He said this in an interview with CNBC’s Jim Cramer on Wednesday. coreweave CEO Michael Intrater dismissed concerns that his company’s deals with other artificial intelligence giants were circular investments, calling such talk “fundamentally flawed.”
“The reality of the situation is that very large, very important technology companies around the world, like Meta, Microsoft, you know, Amazon, Google, they’re buying infrastructure to serve their customers,” Intrater said. “So the world’s largest technology companies are buying this infrastructure because there’s a demand for it. There’s nothing circular about it.”
CoreWeave, which sells cloud infrastructure for AI, went public in March. This is the largest US tech IPO since 2021, successfully raising $1.5 billion in stock sales. Since then, the stock has soared as investor appetite for AI and data centers continues to grow. It is currently up over 200% since its debut on Wall Street.
CoreWeave is a major supplier of OpenAI and late last month announced a $6.5 billion expansion of its current contract with the ChatGPT maker, bringing the total contract with the company to $22.4 billion. Just days later, CoreWeave signed a $14.2 billion deal meta. In early September, the company also disclosed orders worth at least $6.3 billion with chipmakers. Nvidiahe is one of its major supporters. Nvidia is already a major supplier to CoreWeave, and a recent agreement states that Nvidia is “obligated to purchase any remaining unsold capacity” through April 2032.
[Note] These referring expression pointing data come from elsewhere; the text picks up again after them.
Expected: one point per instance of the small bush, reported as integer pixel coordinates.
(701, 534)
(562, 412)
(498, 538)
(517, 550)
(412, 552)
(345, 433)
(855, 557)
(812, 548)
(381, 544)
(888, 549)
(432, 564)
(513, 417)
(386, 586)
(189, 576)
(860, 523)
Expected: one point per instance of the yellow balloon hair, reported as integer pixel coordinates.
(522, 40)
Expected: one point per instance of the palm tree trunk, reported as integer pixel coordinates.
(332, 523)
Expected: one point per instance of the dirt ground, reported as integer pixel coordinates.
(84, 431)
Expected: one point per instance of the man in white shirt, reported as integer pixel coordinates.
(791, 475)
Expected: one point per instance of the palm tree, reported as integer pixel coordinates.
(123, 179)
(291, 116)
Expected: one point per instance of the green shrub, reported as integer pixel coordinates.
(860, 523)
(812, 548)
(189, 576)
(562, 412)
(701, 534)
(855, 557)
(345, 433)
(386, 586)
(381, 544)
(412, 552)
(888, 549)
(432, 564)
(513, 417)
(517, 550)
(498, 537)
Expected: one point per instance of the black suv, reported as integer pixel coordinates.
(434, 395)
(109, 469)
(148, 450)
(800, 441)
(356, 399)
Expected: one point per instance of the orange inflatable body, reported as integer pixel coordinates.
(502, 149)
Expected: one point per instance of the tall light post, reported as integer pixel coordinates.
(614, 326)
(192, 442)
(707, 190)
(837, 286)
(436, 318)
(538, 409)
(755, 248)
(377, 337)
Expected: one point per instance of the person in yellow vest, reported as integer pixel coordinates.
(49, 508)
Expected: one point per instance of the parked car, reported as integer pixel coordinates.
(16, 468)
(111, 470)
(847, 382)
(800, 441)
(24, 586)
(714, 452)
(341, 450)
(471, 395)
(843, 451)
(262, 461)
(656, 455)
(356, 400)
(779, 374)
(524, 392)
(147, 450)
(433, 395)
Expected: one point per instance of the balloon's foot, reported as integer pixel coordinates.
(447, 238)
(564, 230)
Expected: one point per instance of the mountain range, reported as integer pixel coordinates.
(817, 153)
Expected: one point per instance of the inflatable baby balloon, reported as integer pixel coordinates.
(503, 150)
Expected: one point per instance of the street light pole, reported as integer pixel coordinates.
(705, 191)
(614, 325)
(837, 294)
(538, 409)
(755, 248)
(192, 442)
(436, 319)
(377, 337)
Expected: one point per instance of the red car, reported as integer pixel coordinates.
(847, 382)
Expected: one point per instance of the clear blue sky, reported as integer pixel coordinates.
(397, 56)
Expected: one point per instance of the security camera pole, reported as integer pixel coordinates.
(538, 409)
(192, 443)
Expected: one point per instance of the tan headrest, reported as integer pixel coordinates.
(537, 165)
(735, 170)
Some on Wall Street are concerned that these deals, and many others across Big Tech, are too cyclical, meaning money goes back and forth from one company to another.
But Intrater insisted the deal meant “building basic infrastructure.” When infrastructure is built on such a large scale, “it’s not uncommon to see partnerships emerge as people try to provide infrastructure to consumers,” he said, adding that this dynamic occurs in other markets as well.
“This narrative around circular investing, you know, is a thing of the moment, but it will pass,” he said. “Because the fundamental drivers of the market are huge.”